No. Ghanaians must obtain an e-visa before travel.

Can I work on a tourist visa?

No. Employment requires employer sponsorship through MOHRE, or self-sponsorship via a freelance visa.

Can my family travel with me on a visa on arrival?

For eligible Kenyans, yes: family members traveling with the primary holder qualify, similar to how a family visa works for dependents joining a primary applicant already in the UAE.

How long can I stay on the visa on arrival?

The visa grants either a 14-day or 60-day stay, not the previously assumed 30 days. If you need more time once you’re there, check our guide on extending a visit visa in Dubai.

Before you head to the airport, run through this final checklist.

Final Checklist Before You Travel

You’ve got the visa: now make sure you have everything you need at the airport.

The only checklist that matters is the one you check 24 hours before your flight. A client once landed in Dubai with a printed e-visa that had been approved three weeks earlier, only to discover at immigration that a quiet policy update had invalidated it overnight. The fix was simple: a fresh check on the ICP portal or a quick passport-number status check would have flagged the change and let her reapply before leaving Nairobi.

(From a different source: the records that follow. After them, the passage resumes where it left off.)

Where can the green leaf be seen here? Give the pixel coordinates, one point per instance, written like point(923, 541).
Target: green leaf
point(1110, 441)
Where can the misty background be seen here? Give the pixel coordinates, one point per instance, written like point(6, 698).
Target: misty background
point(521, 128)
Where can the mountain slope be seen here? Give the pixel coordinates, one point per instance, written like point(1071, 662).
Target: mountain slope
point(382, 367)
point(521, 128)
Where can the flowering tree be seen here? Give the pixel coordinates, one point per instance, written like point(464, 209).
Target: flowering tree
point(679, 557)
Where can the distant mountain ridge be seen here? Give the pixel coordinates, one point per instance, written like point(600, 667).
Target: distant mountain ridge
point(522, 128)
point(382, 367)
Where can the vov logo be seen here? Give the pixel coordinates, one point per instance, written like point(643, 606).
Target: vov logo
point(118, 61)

That single habit, verifying the official source right before departure, has saved every traveler I’ve worked with since. The MOFA announcement on June 25, 2026, is a perfect example: it opened a door for Kenyans with specific residence permits, but only those who confirmed the details on the portal walked through without a hitch.

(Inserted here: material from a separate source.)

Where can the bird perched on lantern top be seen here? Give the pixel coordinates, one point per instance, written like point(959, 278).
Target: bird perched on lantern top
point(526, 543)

Visa rules can change without notice. Always verify the latest requirements on the official UAE government portals before you travel. This guide was last updated on July 6, 2026.

Before you head to the airport, run through this list:

  • Passport valid for at least six months beyond your travel date, with at least one blank page.
  • For Kenyans: your residence permit from the US, UK, EU, Australia, Canada, New Zealand, Japan, Singapore, or South Korea is valid and physically in your hand.
  • For Ghanaians and all others: your e-visa is approved, printed, and every detail matches your passport exactly.
  • Check the ICP or GDRFA portal for any last-minute entry rule changes, or use our passport-number visa check tool.
  • Carry proof of accommodation, a return ticket, and evidence of sufficient funds for your stay. If you’re already settled and later need to bring family over, bookmark our guide on renewing a family visa in Dubai online for when the time comes.